Suanmiao Technology, a Beijing-based 3D AI inference chip company, has secured nearly RMB 1 billion (approximately $140 million) across two funding rounds to mass-produce 100% domestically produced 3D AI inference chips, leveraging its Ethereum mining chip legacy to break the 'memory wall' bottleneck in large model inference.
Suanmiao Technology (SUNMMIO), a Beijing-based startup developing 3D AI inference chips, has raised nearly RMB 1 billion (approximately $140 million) across two consecutive funding rounds, positioning itself as a domestic challenger to Nvidia's dominance in AI inference hardware.
Funding Details and Strategic Investors
The Pre-A round was co-led by Source Code Capital and Shi Xi Capital, with participation from Lenovo Capital and other semiconductor industry funds. The subsequent Pre-A1 round was led by Xianghe Capital, joined by state-backed investors including CDB Capital and Beijing Shunxi. These investments will fund the research and development and mass production of 100% domestically produced 3D AI inference chips.

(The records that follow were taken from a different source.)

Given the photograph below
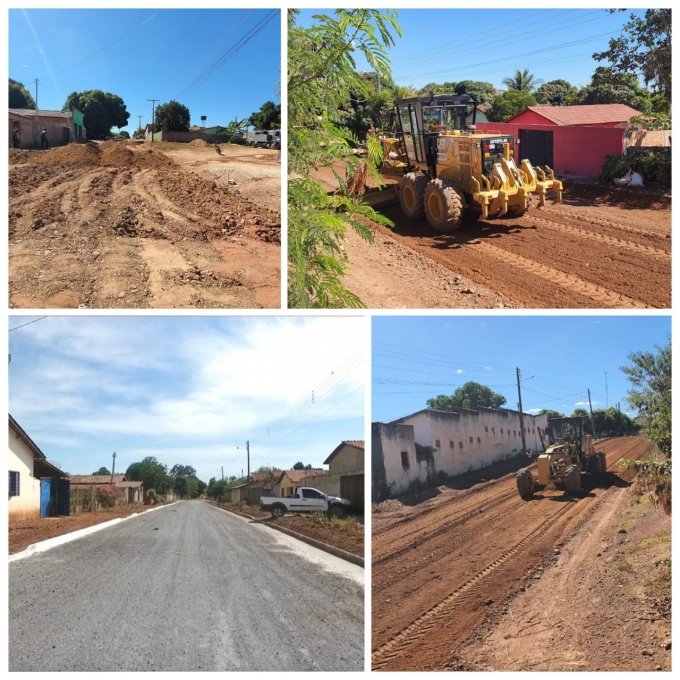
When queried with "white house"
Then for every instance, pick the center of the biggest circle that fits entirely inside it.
(36, 487)
(416, 448)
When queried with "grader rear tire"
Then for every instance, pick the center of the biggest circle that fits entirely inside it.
(412, 193)
(572, 480)
(443, 206)
(525, 484)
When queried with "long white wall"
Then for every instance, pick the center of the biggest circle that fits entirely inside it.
(27, 504)
(418, 447)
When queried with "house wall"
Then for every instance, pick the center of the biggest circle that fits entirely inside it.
(390, 475)
(577, 150)
(58, 130)
(27, 504)
(453, 443)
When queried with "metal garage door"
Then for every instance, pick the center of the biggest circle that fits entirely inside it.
(537, 146)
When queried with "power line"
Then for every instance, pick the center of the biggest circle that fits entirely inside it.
(28, 323)
(216, 66)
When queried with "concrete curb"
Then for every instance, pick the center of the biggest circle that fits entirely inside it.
(338, 552)
(53, 542)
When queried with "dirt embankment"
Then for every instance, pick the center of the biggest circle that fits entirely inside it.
(600, 248)
(122, 225)
(446, 573)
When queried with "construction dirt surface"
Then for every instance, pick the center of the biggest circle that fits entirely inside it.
(603, 247)
(478, 579)
(123, 225)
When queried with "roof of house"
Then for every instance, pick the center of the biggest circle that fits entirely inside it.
(583, 114)
(353, 443)
(97, 479)
(296, 476)
(129, 485)
(39, 458)
(44, 113)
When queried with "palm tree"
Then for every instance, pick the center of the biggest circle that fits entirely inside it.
(522, 81)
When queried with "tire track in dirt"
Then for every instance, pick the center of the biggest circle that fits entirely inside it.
(431, 619)
(446, 608)
(631, 225)
(602, 297)
(602, 238)
(443, 521)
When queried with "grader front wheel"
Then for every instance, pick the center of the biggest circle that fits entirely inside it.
(443, 206)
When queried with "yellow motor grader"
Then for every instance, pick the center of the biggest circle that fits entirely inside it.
(567, 455)
(447, 166)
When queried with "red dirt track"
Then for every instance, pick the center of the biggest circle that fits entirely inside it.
(440, 570)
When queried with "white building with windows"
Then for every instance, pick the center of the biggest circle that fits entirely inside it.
(415, 449)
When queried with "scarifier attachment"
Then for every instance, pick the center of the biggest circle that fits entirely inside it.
(541, 180)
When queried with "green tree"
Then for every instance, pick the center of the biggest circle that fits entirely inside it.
(182, 471)
(172, 117)
(644, 48)
(608, 87)
(469, 395)
(522, 81)
(508, 104)
(236, 129)
(650, 376)
(19, 96)
(268, 117)
(481, 91)
(101, 111)
(153, 474)
(556, 93)
(321, 77)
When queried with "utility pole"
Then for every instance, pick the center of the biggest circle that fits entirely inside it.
(248, 454)
(153, 116)
(592, 420)
(521, 414)
(606, 389)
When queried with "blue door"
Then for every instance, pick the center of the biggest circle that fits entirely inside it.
(45, 497)
(63, 497)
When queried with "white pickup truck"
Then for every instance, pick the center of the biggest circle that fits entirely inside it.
(305, 499)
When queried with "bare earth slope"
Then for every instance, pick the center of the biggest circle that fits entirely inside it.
(440, 573)
(121, 225)
(601, 248)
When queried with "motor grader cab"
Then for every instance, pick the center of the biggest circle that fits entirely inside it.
(449, 166)
(568, 453)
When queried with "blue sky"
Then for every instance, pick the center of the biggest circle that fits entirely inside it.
(450, 45)
(217, 62)
(559, 357)
(188, 389)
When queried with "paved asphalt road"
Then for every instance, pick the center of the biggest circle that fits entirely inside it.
(187, 587)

Breaking the Memory Wall with 3D Stacking
Suanmiao's core innovation targets what the industry calls the "memory wall" - a critical bottleneck where compute units sit idle waiting for data to be fetched from memory. The company's solution combines architectural innovation with a domestic 3D IC (integrated circuit) supply chain that has been cultivated over years.

From Ethereum Mining to AI Inference
The company's origins trace back to 2009 when founder Wang Fuquan, a former researcher at the Chinese Academy of Sciences and key participant in the Loongson (Godson) CPU project, launched Shengsheng Technology. There, he led development of the JASMINER X4, an Ethereum mining chip that used 40nm process technology to achieve 20x the energy efficiency of Nvidia's 7nm flagship GPUs, generating RMB 800 million in revenue from a single product line.
This mining chip legacy provides Suanmiao with several advantages: proven expertise in custom chip design, established relationships with semiconductor foundries, and experience optimizing for specific computational workloads. The transition from cryptocurrency mining to AI inference represents a strategic pivot that leverages existing technical capabilities while addressing a much larger market opportunity.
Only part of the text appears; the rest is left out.